1990-1999
Chez nous, votre réputation n’est pas menacée
Avril 1999


Chez nous, votre réputation n’est pas menacée


Il y a des gens parmi nous qui sont horrifiés à l’idée de voler l’argent ou les biens de quelqu’un d’autre, mais qui ne sont pas gênés lorsqu’il s’agit de leur voler leur réputation.


Je me demande si vous vous rendez-compte combien vous êtes faciles à aimer et combien je vous aime. Juste avant le début de cette session, quelques-uns de nos petits-enfants ont fait un saut à notre chambre d’hôtel. Il était évident qu’ils avaient parlé du discours de frère Marlin Jensen de ce matin. L’un d’eux m’a demandé: «Tu as peur, grand-père?» J’ai menti et j’ai répondu: «Pas beaucoup.» Un autre a repris: «Ne t’en fais pas, grand-père. Si tu te plantes, on t’aimera quand même.» Mais ensuite la réalité a repris ses droits, quand quelqu’un a ajouté: «Mais, grand-père, ce serait très gênant.» Alors je vais faire tout mon possible pour ne pas me planter.


Le 26 juin 1858, ce qui, je crois, constituait, à l’époque, la plus grande armée permanente de l’histoire des États-Unis se préparait à entrer dans la vallée du lac Salé, comme prévu. Elle était venue mettre un terme à une prétendue révolte. Presque tous ceux qui connaissent un peu l’histoire de l’Eglise peuvent dire que cette armée avait avancé dans un silence relatif jusqu’à quelques mètres de l’emplacement où se dresse maintenant ce bâtiment, en traversant une ville qu’un écrivain a décrite comme «abandonnée», et avait planté son camp à quelque distance de là, à l’ouest. Ce qui a suivi est beaucoup moins connu.
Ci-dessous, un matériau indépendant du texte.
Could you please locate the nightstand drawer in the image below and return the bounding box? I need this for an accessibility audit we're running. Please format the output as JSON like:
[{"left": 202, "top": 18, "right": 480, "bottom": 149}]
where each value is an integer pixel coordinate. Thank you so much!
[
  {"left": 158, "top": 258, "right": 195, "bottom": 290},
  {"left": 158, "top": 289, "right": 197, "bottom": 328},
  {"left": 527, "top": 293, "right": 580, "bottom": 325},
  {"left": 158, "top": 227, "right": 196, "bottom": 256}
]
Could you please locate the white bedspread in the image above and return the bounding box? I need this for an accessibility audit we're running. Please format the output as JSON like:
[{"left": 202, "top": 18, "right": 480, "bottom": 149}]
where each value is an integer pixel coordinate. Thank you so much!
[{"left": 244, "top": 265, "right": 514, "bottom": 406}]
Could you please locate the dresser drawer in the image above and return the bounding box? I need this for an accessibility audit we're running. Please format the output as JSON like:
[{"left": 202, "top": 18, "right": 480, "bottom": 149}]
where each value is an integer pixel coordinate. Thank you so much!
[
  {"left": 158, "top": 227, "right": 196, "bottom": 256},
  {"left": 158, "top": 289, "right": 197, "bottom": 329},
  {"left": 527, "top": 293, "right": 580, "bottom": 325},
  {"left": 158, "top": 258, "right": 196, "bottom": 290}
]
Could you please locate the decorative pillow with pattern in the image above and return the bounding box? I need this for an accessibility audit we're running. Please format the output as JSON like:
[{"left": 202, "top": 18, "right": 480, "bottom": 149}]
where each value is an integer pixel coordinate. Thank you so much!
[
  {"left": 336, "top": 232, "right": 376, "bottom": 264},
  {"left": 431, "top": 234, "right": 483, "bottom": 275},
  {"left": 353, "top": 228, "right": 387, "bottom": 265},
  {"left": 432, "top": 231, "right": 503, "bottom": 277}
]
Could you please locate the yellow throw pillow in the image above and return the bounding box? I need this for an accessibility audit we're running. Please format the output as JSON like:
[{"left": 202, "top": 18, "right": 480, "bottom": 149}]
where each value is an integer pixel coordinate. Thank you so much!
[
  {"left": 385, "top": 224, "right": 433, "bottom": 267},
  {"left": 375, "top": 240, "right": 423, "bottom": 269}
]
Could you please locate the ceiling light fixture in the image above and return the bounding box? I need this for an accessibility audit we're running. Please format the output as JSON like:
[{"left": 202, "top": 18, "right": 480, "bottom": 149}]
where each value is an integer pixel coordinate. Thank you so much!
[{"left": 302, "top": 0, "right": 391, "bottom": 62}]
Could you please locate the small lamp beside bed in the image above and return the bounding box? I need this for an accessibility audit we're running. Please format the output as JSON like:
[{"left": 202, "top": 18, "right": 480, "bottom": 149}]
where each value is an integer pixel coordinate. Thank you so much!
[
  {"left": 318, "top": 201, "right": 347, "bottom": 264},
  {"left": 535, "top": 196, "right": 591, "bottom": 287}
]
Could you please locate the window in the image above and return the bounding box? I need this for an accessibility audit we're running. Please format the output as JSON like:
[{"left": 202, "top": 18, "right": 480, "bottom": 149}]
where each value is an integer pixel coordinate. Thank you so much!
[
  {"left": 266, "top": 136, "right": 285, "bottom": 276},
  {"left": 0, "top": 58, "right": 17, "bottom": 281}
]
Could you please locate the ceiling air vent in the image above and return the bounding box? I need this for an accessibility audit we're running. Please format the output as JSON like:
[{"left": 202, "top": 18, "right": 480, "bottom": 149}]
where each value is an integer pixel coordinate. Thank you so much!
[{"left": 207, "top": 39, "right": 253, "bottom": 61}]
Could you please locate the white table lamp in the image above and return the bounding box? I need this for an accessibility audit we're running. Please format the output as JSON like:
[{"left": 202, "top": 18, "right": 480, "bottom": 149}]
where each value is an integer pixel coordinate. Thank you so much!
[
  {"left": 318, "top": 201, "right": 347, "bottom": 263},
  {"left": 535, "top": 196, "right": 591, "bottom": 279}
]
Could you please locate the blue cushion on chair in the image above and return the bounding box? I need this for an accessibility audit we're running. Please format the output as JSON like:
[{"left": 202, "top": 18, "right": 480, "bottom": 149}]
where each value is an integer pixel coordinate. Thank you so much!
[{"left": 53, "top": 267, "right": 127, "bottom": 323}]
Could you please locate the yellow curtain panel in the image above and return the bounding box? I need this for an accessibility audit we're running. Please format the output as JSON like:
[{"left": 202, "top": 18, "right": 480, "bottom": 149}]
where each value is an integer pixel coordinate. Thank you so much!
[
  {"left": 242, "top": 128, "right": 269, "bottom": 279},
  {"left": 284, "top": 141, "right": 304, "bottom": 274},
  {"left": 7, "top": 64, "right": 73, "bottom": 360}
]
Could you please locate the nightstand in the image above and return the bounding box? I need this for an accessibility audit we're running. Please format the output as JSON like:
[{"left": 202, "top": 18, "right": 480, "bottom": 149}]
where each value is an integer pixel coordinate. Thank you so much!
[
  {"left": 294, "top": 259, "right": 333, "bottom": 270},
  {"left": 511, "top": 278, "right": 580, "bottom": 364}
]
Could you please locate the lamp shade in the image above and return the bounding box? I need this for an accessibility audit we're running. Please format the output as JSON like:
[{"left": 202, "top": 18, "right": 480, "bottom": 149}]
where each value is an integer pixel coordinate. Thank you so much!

Par la suite, l’armée est allée à une soixantaine de kilomètres au sud de Salt Lake City au village de Fairfield, petite collectivité rurale de la Cedar Valley, qui comptait, estime-t-on, moins de 200 habitants. Leur chef spirituel local s’appelait John Carson et était mon arrière-grand-père.


Imaginez ce qu’a dû ressentir cette petite collectivité. Après tout, aimeriez-vous vous réveiller un matin et trouver plusieurs milliers de soldats rassemblés avec plus de 3000 chariots, de 10 000 bœufs et de 12000 mules dans votre paroisse? Les difficultés n’ont pas tardé. A en croire l’histoire orale de notre famille qui n’a pas manqué de rajouter les détails piquants et inexacts habituels à ce genre d’histoire, nous apprenons que l’évêque, frère Carson, était très soucieux du bien-être des gens dont il avait la charge. Toutes les difficultés qui accompagnaient les campements militaires de cette époque, se sont abattues sur Fairfield presque du jour au lendemain. 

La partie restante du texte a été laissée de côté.